The UK Government’s stated intention is for a Great Repeal Bill to be introduced into Parliament shortly, but only to become law when the UK actually exits the EU. On 29 March 2017, the UK Government served formal notice under Article 50 of The Treaty on European Union to terminate the UK’s membership of the EU (following the June 2016 UK referendum on EU membership). Based on Article 50, the EU Treaties shall cease to apply to the UK and the UK exit will take effect in March 2019 (subject to the unlikely possibility of the withdrawal agreement being concluded sooner and unless all Member States agree to extend the period). Negotiation of a new trade agreement with the EU could take several years beyond 2019 although the Prime Minister has declared the objective of achieving such an agreement within the two-year period.

The title of the Bill itself is something of a misnomer. It might more accurately (but less palatably) have been named the Great EU Law Continuation Bill. The Bill is intended to do two things:

  • repeal the European Communities Act 1972. This step is of course of great constitutional and political significance, but would not occur until the UK leaves the EU.
  • convert existing EU law into domestic law, wherever practical” [David Davis, Secretary of State for Exiting the EU]. This would have more immediate practical consequences, since it would define what UK law consists of the morning after Brexit.
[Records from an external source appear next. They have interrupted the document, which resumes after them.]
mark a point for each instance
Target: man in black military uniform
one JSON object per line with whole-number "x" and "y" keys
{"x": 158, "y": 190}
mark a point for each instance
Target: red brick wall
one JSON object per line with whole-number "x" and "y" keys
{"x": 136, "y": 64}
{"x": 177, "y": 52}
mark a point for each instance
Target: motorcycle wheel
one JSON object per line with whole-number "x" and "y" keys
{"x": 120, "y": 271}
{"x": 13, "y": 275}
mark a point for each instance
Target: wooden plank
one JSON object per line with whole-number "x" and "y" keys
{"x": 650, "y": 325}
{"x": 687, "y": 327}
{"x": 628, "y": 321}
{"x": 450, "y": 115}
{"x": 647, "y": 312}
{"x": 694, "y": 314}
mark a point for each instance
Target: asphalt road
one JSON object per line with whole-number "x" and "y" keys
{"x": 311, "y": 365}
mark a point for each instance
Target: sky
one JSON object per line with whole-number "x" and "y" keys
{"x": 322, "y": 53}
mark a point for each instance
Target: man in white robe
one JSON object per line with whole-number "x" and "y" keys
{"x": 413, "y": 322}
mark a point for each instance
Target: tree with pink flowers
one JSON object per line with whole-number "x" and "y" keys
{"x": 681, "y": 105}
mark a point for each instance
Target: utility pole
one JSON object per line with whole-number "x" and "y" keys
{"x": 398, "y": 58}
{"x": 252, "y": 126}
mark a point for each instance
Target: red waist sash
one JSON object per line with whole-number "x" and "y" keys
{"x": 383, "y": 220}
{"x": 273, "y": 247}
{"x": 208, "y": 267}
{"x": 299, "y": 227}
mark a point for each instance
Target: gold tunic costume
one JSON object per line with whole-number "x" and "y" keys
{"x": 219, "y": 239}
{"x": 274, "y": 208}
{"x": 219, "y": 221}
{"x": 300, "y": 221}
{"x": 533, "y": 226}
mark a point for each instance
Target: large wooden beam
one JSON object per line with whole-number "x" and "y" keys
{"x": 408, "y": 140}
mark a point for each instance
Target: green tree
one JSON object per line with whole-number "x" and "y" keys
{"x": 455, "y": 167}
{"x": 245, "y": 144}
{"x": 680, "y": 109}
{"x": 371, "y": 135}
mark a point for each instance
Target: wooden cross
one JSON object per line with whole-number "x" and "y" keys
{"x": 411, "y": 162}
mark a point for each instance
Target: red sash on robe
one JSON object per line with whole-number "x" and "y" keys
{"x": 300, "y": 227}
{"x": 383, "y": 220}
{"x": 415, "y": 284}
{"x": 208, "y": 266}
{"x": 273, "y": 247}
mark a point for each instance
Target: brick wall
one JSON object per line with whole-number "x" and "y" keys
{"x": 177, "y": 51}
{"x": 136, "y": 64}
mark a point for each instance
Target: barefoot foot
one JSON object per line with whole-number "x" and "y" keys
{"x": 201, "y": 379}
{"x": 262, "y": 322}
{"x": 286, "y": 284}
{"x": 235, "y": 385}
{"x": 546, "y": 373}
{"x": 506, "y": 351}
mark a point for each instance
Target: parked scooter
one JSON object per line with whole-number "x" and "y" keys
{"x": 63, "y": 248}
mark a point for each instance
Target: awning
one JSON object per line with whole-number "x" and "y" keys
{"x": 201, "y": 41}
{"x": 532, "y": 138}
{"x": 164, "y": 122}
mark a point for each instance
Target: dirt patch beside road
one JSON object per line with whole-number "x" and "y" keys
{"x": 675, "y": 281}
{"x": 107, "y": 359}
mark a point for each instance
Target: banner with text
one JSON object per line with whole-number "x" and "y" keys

The reason for the second limb is to avoid the chaos that would ensue if, overnight, the numerous aspects of EU law which affect business and life in the UK were to be abolished.  By maintaining much of the status quo, continuity would be maintained without fettering the ability of Parliament to diverge from EU law in the future on an issue by issue basis.

The qualifier ‘wherever practical’ is in effect a third limb of the Bill.  There are many aspects of EU law, particularly those that depend on mutual or reciprocal recognition between EU Member States, that do not lend themselves to simple conversion and continuance, as they could result in different treatment for EU-based businesses in the UK compared to UK-based businesses in the EU. If such a reciprocity gap is to be avoided, these kinds of law will have to be dealt with on a customised basis, either by exclusion from the Bill or via the many statutory instruments that the Government envisages will be required. There are a number of areas of media law and regulation to which this applies.

Reciprocity gaps might arise in the following way:

  • A number of media sector EU directives and regulations create systems of mutuality or reciprocity whereby, for example, a clearance obtained in one EU member state is valid for the whole of the EU.
  • Post-Brexit, simple conversion and continuance of existing EU law in the UK would mean that a clearance obtained in, say, France would have to be recognised as valid in the UK: because the Great Repeal Bill would have the effect that the UK would continue to follow the rule applicable to the rest of the EU.
  • However, the opposite would no longer be true; a UK clearance would, on the face of it, no longer be good in France, because the EU rule only requires France to accept clearances obtained in other EU member states.
  • So, a simple conversion and continuance would likely penalise UK-based media businesses and operate as a direct disincentive for them to establish themselves (or remain) in the UK.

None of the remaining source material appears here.